Whitacre, a plain-spoken Texan who said he knew nothing about the auto industry when he became GM chairman, has surprised GM insiders by making unannounced plant visits and putting blunt questions to workers at all levels.
With his move to become GM's acting CEO, all three U.S. automakers are now headed by outsiders to Detroit.
Ford Motor Co CEO Alan Mulally left Boeing Co in 2006. Chrysler is now run by Fiat SpA CEO Sergio Marchionne.
Whitacre has complained that pay restrictions imposed on GM have made it hard to hire external talent, but the board will likely look for an outsider who can better sell the vision of a revived GM, analysts and industry executives said.
Whitacre wants an outside CEO. He's looking for another Alan Mulally, said Logan Robinson, a longtime auto industry executive and professor at the University of Detroit Mercy School of Law.
Henderson, a career GM executive, had vowed when he became CEO to reform the slow-moving culture that contributed to the automaker's collapse.
But GM's faltering efforts to sell off its laggard brands dominated Henderson's short tenure and tarnished his reputation as a dealmaker and raised questions about the company's strategy.
First, Detroit-based dealership group Penske Automotive Group pulled out of a deal that would have had it acquire GM's Saturn brand in late September.
Then last month, GM's board shifted course on a planned sale of the company's European Opel unit, rejecting a deal that Henderson had backed and helped broker.

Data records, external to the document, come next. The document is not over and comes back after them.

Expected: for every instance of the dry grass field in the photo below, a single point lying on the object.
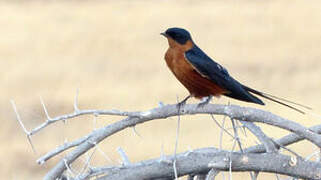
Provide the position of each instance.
(112, 52)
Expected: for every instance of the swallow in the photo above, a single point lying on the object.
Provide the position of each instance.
(205, 78)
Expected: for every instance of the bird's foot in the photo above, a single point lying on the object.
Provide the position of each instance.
(182, 103)
(205, 101)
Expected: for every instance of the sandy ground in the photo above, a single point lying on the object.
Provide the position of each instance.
(113, 53)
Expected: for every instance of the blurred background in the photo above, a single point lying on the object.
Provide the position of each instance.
(112, 52)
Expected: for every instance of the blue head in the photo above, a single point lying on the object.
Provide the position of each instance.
(178, 34)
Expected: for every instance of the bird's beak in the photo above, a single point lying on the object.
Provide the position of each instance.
(164, 34)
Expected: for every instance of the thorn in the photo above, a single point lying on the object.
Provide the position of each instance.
(45, 109)
(30, 142)
(18, 117)
(135, 132)
(161, 104)
(76, 101)
(123, 156)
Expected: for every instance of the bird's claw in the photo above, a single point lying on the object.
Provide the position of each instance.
(204, 102)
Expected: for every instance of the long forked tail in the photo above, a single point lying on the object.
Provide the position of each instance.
(278, 100)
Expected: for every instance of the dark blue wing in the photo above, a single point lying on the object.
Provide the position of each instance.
(218, 75)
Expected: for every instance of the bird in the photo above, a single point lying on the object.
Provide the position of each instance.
(205, 78)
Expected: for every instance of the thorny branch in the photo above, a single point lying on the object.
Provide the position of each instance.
(205, 163)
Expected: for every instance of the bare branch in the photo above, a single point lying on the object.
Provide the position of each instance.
(235, 112)
(123, 156)
(265, 140)
(202, 160)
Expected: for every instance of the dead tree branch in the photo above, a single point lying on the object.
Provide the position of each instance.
(203, 161)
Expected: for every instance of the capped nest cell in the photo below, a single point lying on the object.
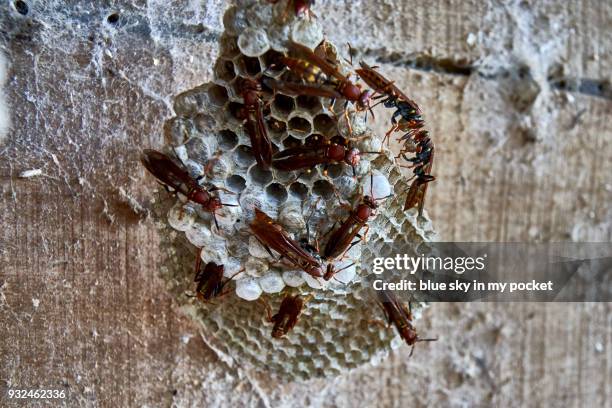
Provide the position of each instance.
(207, 135)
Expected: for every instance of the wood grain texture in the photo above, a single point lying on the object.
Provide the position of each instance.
(82, 308)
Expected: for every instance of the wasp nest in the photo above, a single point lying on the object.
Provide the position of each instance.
(335, 330)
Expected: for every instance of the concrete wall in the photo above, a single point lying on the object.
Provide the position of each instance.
(517, 96)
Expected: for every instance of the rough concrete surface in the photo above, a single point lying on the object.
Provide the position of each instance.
(517, 96)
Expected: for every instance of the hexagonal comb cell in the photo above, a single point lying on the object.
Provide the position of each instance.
(217, 95)
(324, 124)
(271, 63)
(224, 69)
(277, 193)
(283, 104)
(236, 183)
(299, 190)
(259, 175)
(243, 157)
(227, 139)
(299, 126)
(249, 65)
(323, 188)
(211, 125)
(309, 104)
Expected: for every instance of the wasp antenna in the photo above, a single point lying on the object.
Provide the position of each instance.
(216, 223)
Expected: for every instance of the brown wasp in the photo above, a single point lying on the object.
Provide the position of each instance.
(300, 7)
(323, 79)
(287, 316)
(177, 178)
(341, 240)
(409, 113)
(400, 315)
(255, 125)
(326, 153)
(421, 165)
(272, 236)
(209, 280)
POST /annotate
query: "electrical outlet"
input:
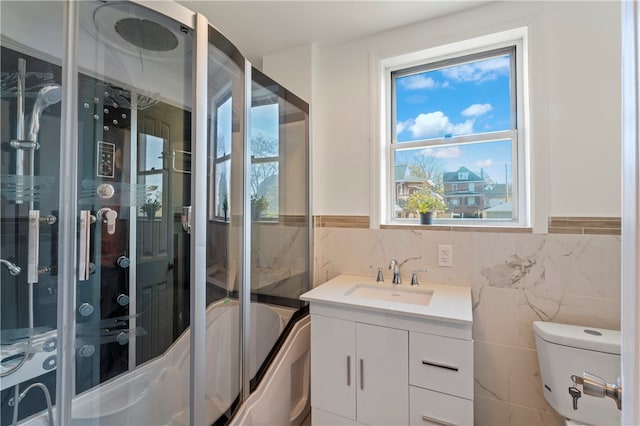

In the most recent setback, Swedish luxury car builder Koenigsegg dropped a planned acquisition of GM's Saab brand.
Last month, in statements that some read as an implicit rebuke of Henderson, Whitacre seemed to question the aggressive timetable for an initial public offering of GM stock that had been outlined by Henderson.
At the end of the day, it seems a little bit inevitable, said David Bitterman, managing director at Huron Consulting. Obviously, Whitacre and Fritz didn't envision the new GM in the same way.
GM's board said on Tuesday it would consider other potential deals to sell Saab over the next month but wind down its operations if it concluded that none could be reached.